As I rode through town I saw a few people who were slowly working in the rice fields. People that wouldn’t look any different a few hundred years ago I would imagine. With modern jobs and diets and hobbies and fashions, the Japanese body has changed considerably since the Meiji Era, and especially since the production of mass processed food, but that means nothing to the people living here. Perhaps they will be the last generation of such a lifestyle. I was welcomed with gaping stares, ones even more pronounced than I usually get in town, but that’s no surprise. I wonder if I am the first gaijin they have ever seen in this area. When I first started going on these trips, I would return to my friends exclaiming the strange wonders I found in the mountains and was sure I was going to start a chain reaction of gaijin headed out to rediscover these oddities, but people usually lost interest after 30 seconds. I have never had a conversation longer than two minutes about these adventures despite my genuine efforts.

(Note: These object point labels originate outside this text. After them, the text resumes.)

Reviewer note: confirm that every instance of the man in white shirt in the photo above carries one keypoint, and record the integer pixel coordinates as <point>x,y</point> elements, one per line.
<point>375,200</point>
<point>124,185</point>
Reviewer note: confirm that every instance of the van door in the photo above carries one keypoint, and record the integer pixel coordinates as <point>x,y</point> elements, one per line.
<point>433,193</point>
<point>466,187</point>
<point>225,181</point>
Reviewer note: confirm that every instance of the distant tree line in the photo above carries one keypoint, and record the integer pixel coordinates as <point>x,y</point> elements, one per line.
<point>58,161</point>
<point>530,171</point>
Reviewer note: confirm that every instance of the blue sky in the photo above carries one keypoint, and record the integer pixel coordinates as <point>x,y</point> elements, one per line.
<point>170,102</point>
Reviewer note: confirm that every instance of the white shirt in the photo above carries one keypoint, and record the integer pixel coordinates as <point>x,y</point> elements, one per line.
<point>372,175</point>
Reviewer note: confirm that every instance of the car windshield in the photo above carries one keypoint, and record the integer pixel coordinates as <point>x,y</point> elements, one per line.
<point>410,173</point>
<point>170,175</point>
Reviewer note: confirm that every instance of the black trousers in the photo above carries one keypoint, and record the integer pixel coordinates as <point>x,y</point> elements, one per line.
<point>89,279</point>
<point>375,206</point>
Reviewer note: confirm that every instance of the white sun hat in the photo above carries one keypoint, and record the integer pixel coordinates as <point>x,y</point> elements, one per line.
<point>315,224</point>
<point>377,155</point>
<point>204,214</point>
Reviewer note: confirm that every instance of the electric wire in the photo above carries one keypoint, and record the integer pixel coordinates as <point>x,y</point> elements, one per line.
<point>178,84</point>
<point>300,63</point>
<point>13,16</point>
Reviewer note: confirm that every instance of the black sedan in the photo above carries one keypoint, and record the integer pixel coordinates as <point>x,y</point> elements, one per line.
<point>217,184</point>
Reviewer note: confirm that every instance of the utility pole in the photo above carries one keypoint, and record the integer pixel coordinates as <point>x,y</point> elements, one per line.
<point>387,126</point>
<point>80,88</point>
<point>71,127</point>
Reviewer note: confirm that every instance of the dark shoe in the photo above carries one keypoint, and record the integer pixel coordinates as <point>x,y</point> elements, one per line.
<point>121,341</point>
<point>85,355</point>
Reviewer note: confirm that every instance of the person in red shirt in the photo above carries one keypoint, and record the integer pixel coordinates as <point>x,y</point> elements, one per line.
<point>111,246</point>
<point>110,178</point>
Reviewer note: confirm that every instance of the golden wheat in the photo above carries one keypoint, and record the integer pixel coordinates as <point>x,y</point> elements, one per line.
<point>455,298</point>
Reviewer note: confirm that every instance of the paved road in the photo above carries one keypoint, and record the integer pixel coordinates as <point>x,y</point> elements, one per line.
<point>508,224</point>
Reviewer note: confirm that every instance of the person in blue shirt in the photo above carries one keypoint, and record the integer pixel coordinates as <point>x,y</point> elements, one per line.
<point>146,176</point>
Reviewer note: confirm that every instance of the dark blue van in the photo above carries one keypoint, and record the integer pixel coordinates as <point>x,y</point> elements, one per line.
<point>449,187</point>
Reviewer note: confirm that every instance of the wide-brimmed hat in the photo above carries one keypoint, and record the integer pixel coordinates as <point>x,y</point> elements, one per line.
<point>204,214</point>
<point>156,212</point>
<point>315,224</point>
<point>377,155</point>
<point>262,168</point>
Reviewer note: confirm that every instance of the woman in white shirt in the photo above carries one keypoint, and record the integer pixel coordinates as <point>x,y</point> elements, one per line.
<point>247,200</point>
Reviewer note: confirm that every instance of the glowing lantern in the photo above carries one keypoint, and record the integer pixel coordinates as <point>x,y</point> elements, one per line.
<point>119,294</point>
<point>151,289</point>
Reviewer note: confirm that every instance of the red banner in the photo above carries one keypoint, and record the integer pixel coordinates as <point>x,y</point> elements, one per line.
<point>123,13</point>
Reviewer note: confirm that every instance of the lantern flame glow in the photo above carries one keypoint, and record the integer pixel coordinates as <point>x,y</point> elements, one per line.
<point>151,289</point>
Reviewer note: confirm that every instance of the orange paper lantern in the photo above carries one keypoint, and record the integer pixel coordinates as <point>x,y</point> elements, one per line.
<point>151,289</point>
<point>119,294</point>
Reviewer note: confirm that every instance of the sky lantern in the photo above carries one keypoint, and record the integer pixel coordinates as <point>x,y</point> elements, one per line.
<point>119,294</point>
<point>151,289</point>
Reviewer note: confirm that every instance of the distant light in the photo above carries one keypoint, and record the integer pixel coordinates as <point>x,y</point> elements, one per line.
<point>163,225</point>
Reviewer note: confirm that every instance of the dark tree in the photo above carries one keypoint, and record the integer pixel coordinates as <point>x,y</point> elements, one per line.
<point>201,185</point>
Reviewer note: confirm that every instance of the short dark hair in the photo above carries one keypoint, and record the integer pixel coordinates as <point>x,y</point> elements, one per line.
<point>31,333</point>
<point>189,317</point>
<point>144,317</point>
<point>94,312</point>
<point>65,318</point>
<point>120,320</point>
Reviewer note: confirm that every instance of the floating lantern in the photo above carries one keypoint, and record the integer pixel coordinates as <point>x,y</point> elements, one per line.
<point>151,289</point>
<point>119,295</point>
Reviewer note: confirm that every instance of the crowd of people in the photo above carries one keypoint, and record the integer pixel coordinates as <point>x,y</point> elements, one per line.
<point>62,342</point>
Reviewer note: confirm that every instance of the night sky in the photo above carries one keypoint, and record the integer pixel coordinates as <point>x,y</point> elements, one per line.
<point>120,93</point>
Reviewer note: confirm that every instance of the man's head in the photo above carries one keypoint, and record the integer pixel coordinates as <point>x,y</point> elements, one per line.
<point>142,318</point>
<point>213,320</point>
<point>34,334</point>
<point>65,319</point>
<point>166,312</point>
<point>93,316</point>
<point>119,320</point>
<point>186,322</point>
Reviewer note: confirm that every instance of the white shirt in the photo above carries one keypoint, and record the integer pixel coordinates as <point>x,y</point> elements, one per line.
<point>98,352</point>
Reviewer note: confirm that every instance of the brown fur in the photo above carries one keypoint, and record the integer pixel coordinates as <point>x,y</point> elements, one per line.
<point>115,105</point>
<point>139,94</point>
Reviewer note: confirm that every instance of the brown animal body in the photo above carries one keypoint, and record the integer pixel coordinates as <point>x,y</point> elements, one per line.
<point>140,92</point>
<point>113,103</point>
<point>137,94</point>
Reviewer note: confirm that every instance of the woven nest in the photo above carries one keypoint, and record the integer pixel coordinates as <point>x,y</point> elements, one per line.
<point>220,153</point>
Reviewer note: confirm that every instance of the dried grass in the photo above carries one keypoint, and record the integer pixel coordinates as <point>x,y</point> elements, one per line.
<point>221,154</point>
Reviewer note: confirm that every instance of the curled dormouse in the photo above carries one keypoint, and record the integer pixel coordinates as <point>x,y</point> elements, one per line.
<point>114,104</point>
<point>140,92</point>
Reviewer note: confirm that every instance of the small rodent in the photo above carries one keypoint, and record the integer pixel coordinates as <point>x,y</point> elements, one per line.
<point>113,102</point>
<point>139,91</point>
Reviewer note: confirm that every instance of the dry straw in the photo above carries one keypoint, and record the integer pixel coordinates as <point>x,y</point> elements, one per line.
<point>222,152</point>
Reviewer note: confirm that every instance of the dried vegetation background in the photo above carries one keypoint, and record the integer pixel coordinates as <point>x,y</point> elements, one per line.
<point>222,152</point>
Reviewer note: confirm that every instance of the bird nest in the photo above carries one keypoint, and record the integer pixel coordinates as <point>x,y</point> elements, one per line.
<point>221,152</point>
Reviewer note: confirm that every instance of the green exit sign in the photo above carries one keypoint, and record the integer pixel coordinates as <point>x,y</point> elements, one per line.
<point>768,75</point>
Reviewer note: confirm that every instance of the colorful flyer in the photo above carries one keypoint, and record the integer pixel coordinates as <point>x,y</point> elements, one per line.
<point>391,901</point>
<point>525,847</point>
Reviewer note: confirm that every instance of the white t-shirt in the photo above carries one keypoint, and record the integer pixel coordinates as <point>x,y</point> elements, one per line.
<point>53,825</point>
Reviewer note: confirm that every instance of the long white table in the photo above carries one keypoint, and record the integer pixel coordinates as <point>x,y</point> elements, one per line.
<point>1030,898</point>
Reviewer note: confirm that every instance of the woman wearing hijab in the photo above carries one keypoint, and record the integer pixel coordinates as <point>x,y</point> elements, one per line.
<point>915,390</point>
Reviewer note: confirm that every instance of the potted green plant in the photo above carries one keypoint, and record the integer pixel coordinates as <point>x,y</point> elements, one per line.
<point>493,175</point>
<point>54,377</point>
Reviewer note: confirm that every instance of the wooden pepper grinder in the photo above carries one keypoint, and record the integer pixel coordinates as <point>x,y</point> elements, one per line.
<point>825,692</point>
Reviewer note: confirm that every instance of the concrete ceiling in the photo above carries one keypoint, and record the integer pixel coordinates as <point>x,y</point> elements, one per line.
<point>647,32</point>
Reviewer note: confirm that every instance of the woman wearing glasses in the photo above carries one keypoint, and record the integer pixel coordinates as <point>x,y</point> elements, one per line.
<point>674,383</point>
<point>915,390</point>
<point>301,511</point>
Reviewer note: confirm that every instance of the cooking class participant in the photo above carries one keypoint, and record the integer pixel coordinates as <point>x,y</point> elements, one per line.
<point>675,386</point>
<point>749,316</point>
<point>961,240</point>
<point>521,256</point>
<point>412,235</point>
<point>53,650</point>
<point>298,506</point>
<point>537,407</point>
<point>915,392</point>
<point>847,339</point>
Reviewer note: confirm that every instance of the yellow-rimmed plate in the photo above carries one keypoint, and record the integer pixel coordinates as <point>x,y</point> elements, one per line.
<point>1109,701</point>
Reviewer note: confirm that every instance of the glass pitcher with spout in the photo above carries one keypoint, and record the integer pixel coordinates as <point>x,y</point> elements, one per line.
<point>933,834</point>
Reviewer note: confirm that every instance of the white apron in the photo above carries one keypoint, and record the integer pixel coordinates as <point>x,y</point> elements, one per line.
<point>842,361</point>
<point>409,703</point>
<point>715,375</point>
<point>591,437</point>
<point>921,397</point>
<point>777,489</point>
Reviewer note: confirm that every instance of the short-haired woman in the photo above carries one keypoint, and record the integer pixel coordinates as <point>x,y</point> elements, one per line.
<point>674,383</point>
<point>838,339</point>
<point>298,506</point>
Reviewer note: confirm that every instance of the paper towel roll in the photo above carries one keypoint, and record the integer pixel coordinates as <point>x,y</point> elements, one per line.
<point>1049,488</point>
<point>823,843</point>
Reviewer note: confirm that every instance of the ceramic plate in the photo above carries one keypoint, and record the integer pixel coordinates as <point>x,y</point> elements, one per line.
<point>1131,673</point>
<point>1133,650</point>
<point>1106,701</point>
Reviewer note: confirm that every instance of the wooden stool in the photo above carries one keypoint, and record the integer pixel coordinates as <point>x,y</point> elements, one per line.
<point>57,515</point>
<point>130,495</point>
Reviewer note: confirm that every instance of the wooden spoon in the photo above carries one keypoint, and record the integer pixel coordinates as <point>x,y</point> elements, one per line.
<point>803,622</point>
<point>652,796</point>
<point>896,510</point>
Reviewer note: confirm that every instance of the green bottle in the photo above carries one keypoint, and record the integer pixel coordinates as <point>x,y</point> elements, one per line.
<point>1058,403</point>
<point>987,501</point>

“Hey man, what did you do today?”
“Dude! I rode my bike into the mountains and saw some crazy shit!”
“Really? Where’d you go?”
“First I rode my bike up to Niikawa Ranch …”
“You rode your bike up to the ranch?”
“Yeah, on my chari. Then I went up towards Shinrin Koen forest park in the mountains … have you heard of it?”
“And then I rode down this tiny road and found gravesites and shrines in the forest.”
“And then went down to this secluded town called Kareisawa in the mountains. It looked like something straight out of Last Samurai!”
“Kareisawa! Dude it’s just inland from Uozu.”
“Yeah, where you live!”
“Oh. Crazy …”
Most gaijin here own a car, don’t often talk to Japanese if they don’t have to, and only know the main highway that runs through the prefecture along with its convenience stores and gas stations and cheap restaurants that run along it. I think most opinions from the gaijin community of Toyama are pretty low, because it is in the country and has crappy weather. Good thing I like the country and don’t mind crappy weather if I can make these kinds of trips into the mountains whenever I have the time.
This kind of trip would usually end with onsen, but it was Saturday which meant aikido. I had little time before, but the last thing I ate was an English muffin and fried egg about 6 hours earlier that day, so I stopped to get a giant plate of chahan (fried rice) before practice. I was starving, thirsty, and exhausted and could care less about the impending stomach ache I was about to have after rolling around and being thrown by my friends. I did in fact make it to aikido, and did in fact get a stomach ache that I somehow managed to control until I returned home. I don’t even remember what I did after that, but probably went out to a bar or went to play poker. I can’t believe it’s taken me so long to start these adventures this year, but you can bet I’ll be doing whatever possible to keep them coming until the snows in winter.